In: Statistics and Probability
Walk us through the process of how you would calculate your t-stat for the above study and how you would draw a conclusion using a repeated measures t-test.
In addition to repeated-measures t-tests, this week you also got an introduction to analysis of variance (or, ANOVA) using the f-statistic. Before I have you come up with a study that would use the f-statistic (a study that require an ANOVA) first explain the major difference between a study that would use t and a study that would use f. Compare and contrast the two.
Dear student, please comment in the case of any doubt and I would love to clarify it.
Here, I can not see the above study and conduct T or Anova test, let me explain the difference between these 2 with examples.

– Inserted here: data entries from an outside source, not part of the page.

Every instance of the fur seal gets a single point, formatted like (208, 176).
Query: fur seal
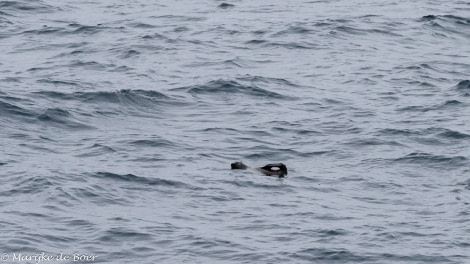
(275, 169)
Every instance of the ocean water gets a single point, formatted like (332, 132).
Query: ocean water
(119, 121)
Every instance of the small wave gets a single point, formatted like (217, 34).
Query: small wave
(418, 108)
(152, 143)
(96, 150)
(27, 6)
(144, 180)
(328, 255)
(118, 234)
(231, 87)
(432, 160)
(131, 98)
(8, 110)
(225, 6)
(60, 116)
(447, 25)
(463, 87)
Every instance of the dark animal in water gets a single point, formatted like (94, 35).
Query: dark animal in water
(275, 169)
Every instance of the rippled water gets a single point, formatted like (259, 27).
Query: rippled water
(120, 120)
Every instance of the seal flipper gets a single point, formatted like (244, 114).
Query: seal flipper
(281, 168)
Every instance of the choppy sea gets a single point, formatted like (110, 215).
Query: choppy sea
(119, 121)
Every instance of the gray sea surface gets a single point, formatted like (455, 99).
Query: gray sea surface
(119, 121)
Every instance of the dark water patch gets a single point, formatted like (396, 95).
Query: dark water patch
(96, 150)
(46, 30)
(120, 235)
(141, 25)
(29, 185)
(62, 117)
(221, 87)
(154, 143)
(155, 36)
(433, 132)
(372, 142)
(463, 87)
(267, 81)
(11, 110)
(129, 54)
(418, 258)
(27, 6)
(89, 30)
(295, 29)
(451, 134)
(302, 45)
(225, 6)
(130, 98)
(328, 255)
(90, 65)
(131, 178)
(447, 105)
(58, 82)
(431, 160)
(256, 41)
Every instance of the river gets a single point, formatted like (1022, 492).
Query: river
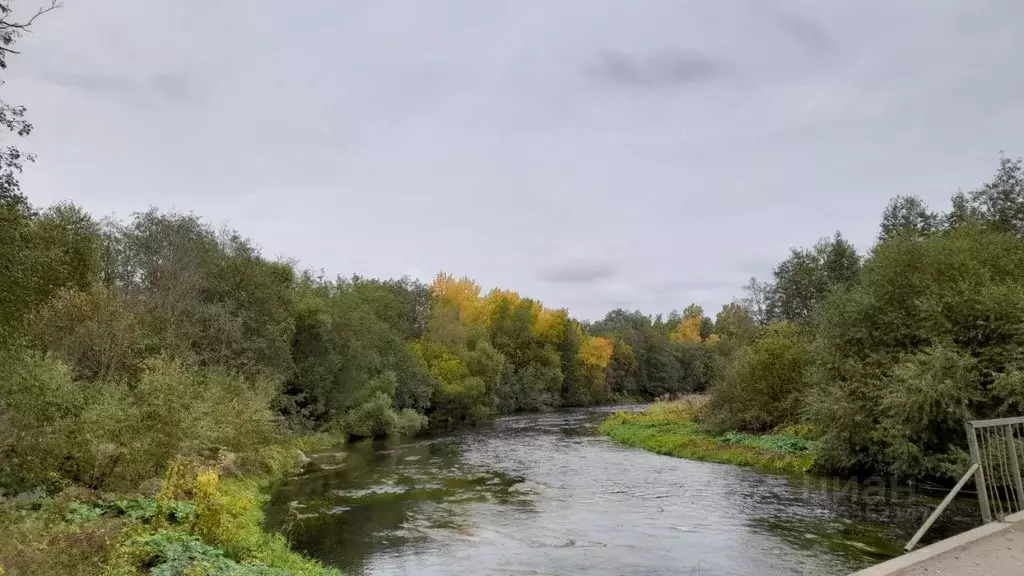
(542, 494)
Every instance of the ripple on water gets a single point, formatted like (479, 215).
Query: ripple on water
(537, 494)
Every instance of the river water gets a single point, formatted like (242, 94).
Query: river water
(541, 494)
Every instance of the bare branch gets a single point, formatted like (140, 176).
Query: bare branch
(54, 4)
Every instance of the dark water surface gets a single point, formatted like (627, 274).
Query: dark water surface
(541, 494)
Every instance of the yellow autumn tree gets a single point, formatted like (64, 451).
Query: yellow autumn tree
(688, 330)
(463, 292)
(491, 301)
(596, 351)
(549, 325)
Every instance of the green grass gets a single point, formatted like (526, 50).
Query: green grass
(671, 429)
(213, 526)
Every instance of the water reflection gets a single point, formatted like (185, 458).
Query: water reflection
(541, 494)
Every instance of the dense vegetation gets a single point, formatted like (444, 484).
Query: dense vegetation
(155, 372)
(672, 428)
(884, 358)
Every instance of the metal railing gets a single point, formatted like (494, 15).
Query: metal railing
(995, 447)
(995, 456)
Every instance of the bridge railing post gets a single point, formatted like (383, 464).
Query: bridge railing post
(979, 476)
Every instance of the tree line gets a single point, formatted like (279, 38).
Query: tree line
(126, 343)
(883, 357)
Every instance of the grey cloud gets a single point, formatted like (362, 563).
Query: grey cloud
(680, 286)
(805, 31)
(578, 271)
(662, 70)
(172, 88)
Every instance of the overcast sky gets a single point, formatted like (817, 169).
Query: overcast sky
(593, 154)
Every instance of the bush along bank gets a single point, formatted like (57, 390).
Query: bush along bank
(201, 519)
(673, 429)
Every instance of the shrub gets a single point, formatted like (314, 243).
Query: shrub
(116, 435)
(763, 385)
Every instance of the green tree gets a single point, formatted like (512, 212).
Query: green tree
(921, 342)
(907, 214)
(764, 386)
(807, 277)
(999, 202)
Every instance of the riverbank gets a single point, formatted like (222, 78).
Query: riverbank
(672, 428)
(201, 520)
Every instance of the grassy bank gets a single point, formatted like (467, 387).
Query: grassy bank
(203, 521)
(672, 428)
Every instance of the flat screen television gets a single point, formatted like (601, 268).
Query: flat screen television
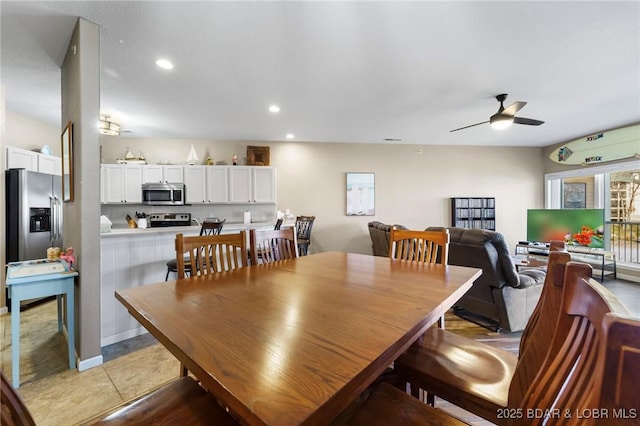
(583, 227)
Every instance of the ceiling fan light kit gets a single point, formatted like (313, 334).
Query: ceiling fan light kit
(505, 117)
(501, 122)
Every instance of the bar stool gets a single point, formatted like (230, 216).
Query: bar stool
(209, 227)
(303, 226)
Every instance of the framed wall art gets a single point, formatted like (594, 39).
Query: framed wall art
(258, 156)
(575, 195)
(361, 191)
(67, 163)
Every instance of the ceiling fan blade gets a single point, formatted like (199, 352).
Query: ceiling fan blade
(528, 121)
(466, 127)
(513, 108)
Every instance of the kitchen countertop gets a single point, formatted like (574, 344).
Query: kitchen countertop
(123, 229)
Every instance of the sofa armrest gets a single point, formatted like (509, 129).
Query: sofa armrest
(531, 277)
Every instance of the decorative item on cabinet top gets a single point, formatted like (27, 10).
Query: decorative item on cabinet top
(129, 158)
(258, 156)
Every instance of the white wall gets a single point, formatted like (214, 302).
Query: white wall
(412, 188)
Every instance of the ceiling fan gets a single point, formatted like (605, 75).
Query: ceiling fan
(506, 116)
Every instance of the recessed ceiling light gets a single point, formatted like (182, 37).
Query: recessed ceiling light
(164, 64)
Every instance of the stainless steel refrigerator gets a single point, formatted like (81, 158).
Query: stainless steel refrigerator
(33, 215)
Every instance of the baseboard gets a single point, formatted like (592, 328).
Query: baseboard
(90, 363)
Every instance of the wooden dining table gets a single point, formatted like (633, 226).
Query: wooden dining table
(296, 341)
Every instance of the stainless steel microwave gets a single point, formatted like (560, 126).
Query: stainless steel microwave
(163, 194)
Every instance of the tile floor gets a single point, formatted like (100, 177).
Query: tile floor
(58, 396)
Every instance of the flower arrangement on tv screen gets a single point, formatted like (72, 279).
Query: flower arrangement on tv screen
(586, 237)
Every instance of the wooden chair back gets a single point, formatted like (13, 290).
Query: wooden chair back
(13, 411)
(557, 245)
(619, 394)
(211, 254)
(266, 246)
(212, 227)
(421, 246)
(536, 338)
(569, 377)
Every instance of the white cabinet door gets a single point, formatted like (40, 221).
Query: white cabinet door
(122, 183)
(18, 158)
(217, 184)
(132, 184)
(173, 174)
(152, 174)
(240, 184)
(113, 181)
(49, 164)
(264, 185)
(195, 184)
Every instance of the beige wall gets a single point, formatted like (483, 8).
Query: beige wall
(27, 133)
(413, 183)
(81, 105)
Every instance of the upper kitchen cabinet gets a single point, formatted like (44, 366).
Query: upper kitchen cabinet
(194, 185)
(252, 184)
(206, 184)
(217, 184)
(161, 173)
(18, 158)
(121, 183)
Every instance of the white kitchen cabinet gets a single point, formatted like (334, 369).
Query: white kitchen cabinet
(121, 183)
(217, 184)
(206, 184)
(18, 158)
(252, 184)
(153, 173)
(195, 185)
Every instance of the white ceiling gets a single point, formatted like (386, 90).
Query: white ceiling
(340, 71)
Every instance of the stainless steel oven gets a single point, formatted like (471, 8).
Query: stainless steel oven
(163, 194)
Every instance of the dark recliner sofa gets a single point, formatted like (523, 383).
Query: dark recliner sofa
(501, 294)
(379, 233)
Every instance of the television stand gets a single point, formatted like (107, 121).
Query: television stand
(603, 260)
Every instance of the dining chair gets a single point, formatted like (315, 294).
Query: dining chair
(420, 246)
(210, 254)
(266, 246)
(436, 365)
(208, 227)
(571, 379)
(303, 226)
(597, 344)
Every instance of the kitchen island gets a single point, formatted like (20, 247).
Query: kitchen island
(133, 257)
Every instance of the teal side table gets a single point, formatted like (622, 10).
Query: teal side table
(43, 284)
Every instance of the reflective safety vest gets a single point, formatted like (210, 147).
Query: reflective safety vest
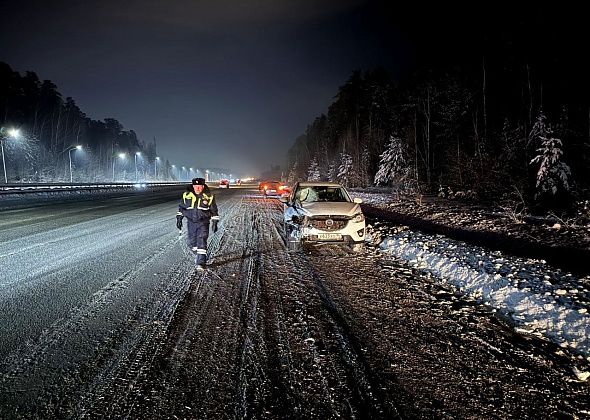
(203, 201)
(197, 207)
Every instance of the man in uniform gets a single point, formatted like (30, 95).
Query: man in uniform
(198, 205)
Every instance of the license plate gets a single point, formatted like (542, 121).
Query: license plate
(329, 236)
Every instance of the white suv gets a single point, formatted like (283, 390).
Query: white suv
(323, 212)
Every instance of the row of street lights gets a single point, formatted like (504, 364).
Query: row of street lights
(123, 156)
(15, 133)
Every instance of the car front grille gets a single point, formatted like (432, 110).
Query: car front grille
(328, 224)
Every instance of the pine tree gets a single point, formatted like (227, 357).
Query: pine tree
(313, 173)
(552, 173)
(346, 168)
(392, 163)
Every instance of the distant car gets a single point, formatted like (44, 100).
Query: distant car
(274, 188)
(318, 212)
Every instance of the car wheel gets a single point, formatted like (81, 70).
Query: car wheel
(357, 247)
(291, 243)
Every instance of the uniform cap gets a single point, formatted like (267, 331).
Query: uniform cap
(198, 181)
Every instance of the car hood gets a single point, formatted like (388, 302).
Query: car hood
(330, 209)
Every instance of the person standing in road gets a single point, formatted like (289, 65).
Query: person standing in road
(198, 205)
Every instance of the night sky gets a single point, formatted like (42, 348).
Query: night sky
(233, 83)
(230, 83)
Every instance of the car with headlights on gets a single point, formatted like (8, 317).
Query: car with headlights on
(274, 188)
(320, 212)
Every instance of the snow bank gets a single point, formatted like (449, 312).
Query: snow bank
(538, 313)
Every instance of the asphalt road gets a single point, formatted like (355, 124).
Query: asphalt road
(103, 316)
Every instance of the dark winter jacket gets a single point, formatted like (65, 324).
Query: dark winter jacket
(198, 207)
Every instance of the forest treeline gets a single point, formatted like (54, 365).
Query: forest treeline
(503, 121)
(51, 126)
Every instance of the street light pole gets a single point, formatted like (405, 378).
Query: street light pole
(11, 133)
(70, 156)
(3, 161)
(136, 154)
(121, 156)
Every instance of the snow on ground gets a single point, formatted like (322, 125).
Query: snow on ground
(539, 299)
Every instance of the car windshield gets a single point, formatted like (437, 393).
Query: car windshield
(315, 193)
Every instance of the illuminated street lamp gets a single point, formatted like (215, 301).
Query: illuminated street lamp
(135, 156)
(70, 156)
(122, 156)
(14, 133)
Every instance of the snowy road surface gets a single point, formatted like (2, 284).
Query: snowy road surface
(103, 316)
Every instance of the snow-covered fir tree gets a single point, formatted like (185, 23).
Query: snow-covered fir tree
(332, 174)
(553, 173)
(392, 163)
(313, 172)
(365, 177)
(346, 168)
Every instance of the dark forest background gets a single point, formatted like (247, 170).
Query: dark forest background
(489, 101)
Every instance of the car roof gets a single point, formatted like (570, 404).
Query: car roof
(319, 184)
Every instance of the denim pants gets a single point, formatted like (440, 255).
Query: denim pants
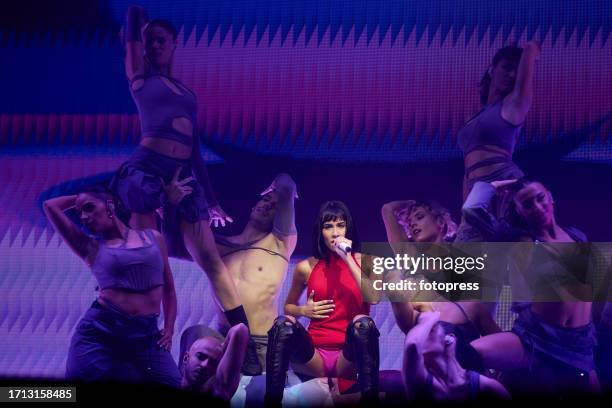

The t-test is a method that determines whether two populations are statistically different from each other, whereas ANOVA determines whether three or more populations are statistically different from each other. Both of them look at the difference in means and the spread of the distributions (i.e., variance) across groups; however, the ways that they determine the statistical significance are different.
These tests are performed when 1) the samples are independent of each other and 2) have (approximately) normal distributions or when the sample number is high (e.g., > 30 per group). More samples are better, but the tests can be performed with as little as 3 samples per condition.
T-test example
We want to determine whether the concentration of Proteins 1 – 4 in serum are significantly different between healthy and diseased patients. A t-test is performed, which can be visually explained by plotting the protein concentration on the X-axis and the frequency along the Y-axis of the two proteins on the same graph.
Proteins 1 & 2 have the same difference in protein concentration means but different group variances. Alternatively, Proteins 3 & 4 have similar variances but Protein 4 has a larger difference in protein concentration means between the patient groups.
A t-test assigns a “t” test statistic value to each biomarker. A good differential biomarker, represented by little to no overlap of the distributions and a large difference in means, would have a high “t” value.
Which is a better biomarker of disease: Protein 1 or Protein 2? Protein 1
Which is a better biomarker of disease: Protein 3 or Protein 4? Protein 4
The t-test and ANOVA produce a test statistic value (“t” or “F”, respectively), which is converted into a “p-value.” A p-value is a probability that the null hypothesis – that both (or all) populations are the same – is true. In other words, a lower p-value reflects a value that is more significantly different across populations. Biomarkers with significant differences between sample populations have p-values ≤ 0.05.
ANOVA Test
ANOVA can determine whether there is a difference between the groups, but cannot determine which group contributes to the difference. For a single variable test, ANOVA can be used first. To account for the multiple comparisons, the ANOVA data should be analyzed with another test (e.g., Duncan, Newman-Keuls) where the alpha can be set at 0.05.
It is also important to mention the sample size. You mentioned that you had three populations of cells. A minimum of 3 biological replicates should be used to conduct initial statistical comparisons to understand the effect size (signal) and variance (noise). This information will determine the sample size that you’ll need to ensure that the power is no less than 0.80. Notably, more accurate information will be obtained with a larger sample set in the pilot study. Sometimes, the signal and noise are known a priori; in this case, a pilot study may not be needed.